Price's book argues that's what's most interesting about Wolfe is the relationship he creates with the reader. He's more interested with the process through which Wolfe makes his readers come up with interpretations than he is with the actual content of those interpretations.

In other words, Price would probably be more interested in your excitement over thinking about Wolfe than he would be with whatever you come up with. The mythic dimension, on Price's reading, is less important for what it means spiritually/religiously/symbolically than it is as a source of allusion and narrative resonance on which Wolfe can draw.

Now, within that larger argument, he makes certain substantive interpretations about what's actually happening on both the plot and metaphorical level.
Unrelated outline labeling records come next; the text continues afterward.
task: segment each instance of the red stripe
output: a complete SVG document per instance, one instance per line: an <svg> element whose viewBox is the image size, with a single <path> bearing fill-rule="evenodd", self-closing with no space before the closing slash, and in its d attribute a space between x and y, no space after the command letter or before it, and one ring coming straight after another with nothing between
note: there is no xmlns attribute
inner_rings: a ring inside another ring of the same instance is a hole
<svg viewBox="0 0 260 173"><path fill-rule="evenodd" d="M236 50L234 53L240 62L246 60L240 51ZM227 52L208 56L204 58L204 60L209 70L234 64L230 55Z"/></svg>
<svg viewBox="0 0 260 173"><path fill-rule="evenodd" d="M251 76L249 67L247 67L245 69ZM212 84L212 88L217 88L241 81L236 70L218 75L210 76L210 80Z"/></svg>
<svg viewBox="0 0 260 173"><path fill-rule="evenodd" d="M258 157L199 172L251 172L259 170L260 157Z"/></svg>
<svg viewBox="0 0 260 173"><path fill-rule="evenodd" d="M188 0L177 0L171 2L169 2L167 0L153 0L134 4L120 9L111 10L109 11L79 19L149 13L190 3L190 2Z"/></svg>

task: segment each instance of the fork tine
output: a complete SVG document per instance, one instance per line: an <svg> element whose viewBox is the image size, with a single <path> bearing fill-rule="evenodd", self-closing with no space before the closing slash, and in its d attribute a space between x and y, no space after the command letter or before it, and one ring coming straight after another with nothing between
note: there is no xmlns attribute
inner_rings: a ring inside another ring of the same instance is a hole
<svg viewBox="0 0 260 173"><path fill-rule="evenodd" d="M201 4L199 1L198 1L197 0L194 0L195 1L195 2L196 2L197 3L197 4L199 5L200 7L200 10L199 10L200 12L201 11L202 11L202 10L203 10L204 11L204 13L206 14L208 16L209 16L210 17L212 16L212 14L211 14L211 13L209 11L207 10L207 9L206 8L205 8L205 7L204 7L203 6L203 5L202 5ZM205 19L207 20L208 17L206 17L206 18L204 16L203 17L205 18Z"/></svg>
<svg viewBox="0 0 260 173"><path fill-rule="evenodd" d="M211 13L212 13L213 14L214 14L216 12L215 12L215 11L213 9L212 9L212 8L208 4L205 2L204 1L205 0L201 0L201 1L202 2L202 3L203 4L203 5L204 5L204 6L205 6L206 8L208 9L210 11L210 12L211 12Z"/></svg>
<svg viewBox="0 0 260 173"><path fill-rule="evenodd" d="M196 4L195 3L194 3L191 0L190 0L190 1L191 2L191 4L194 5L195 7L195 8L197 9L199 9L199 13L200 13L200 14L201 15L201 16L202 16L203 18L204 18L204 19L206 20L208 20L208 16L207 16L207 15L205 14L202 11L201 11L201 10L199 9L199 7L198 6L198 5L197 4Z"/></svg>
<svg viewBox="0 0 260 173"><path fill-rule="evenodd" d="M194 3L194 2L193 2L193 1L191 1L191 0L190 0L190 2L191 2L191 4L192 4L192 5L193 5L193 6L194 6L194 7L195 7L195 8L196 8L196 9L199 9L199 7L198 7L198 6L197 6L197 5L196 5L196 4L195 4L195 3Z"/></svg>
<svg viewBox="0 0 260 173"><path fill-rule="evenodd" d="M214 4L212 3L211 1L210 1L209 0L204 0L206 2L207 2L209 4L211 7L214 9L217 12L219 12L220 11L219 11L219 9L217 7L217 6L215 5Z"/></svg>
But I get the sense that Price is less committed to the letter of those substantive interpretations than he is in the process by which Wolfe makes readers come to them.

Although I value it immensely, my difficulty with Price's book has always been something along the lines of this (overly simplified) dilemma: If a book creates a puzzle that the reader has to solve in order to grasp the real narrative, why does the "puzzle" (and the ways to figure it out) have to then be more important than the solution? Price almost always values the puzzle "form" over the "content" of the books, but I don't see why it has to be an either/or.

That said, Price's book is invaluable, I think because it tries to make a general argument about what we all initially find so attractive in Wolfe: the suggestive difference between perspective and actuality that underlies all of his concern with memory, identity, illusion, shape-shifting, etc. Even if you don't agree with him in the end, it makes Price's book much more valuable than attempts to offer single, reductive, and often idiosyncratic "solutions" to the Wolfean mazes.




----- Original Message ----
From: Son of Witz <sonofwitz at butcherbaker.org>
To: The Urth Mailing List <urth at lists.urth.net>
Sent: Tuesday, November 25, 2008 6:49:20 PM
Subject: Re: (urth) Severian / Christ / Logos / Apocatastasis



perhaps someone should pointed me to Attending Daedalus by Peter Wright.
I just skimmed a bit of it on Google Books, and he's making a thorough dismissal of the type of reading I'm suggesting here.
I'll have to read this book.

I'm guessing you've read it Craig?  the argument seems to be along the lines of your collapsing of priorities.

While I haven't grokked his argument, having only skimmed it, it would seem he's perhaps suggesting all of the mythic elements are just machination of the Heirogrammites, and are not divine in any sense.

again, I'm not sure of his argument, but if it boils down to that, I'd ask what do the Heirgrogrammites Heirodules symbolize if not Angels and Archangels or Djinn?  Are we to strip away the monomyth because the plot confines it to these sons of mankind engineering their own survival?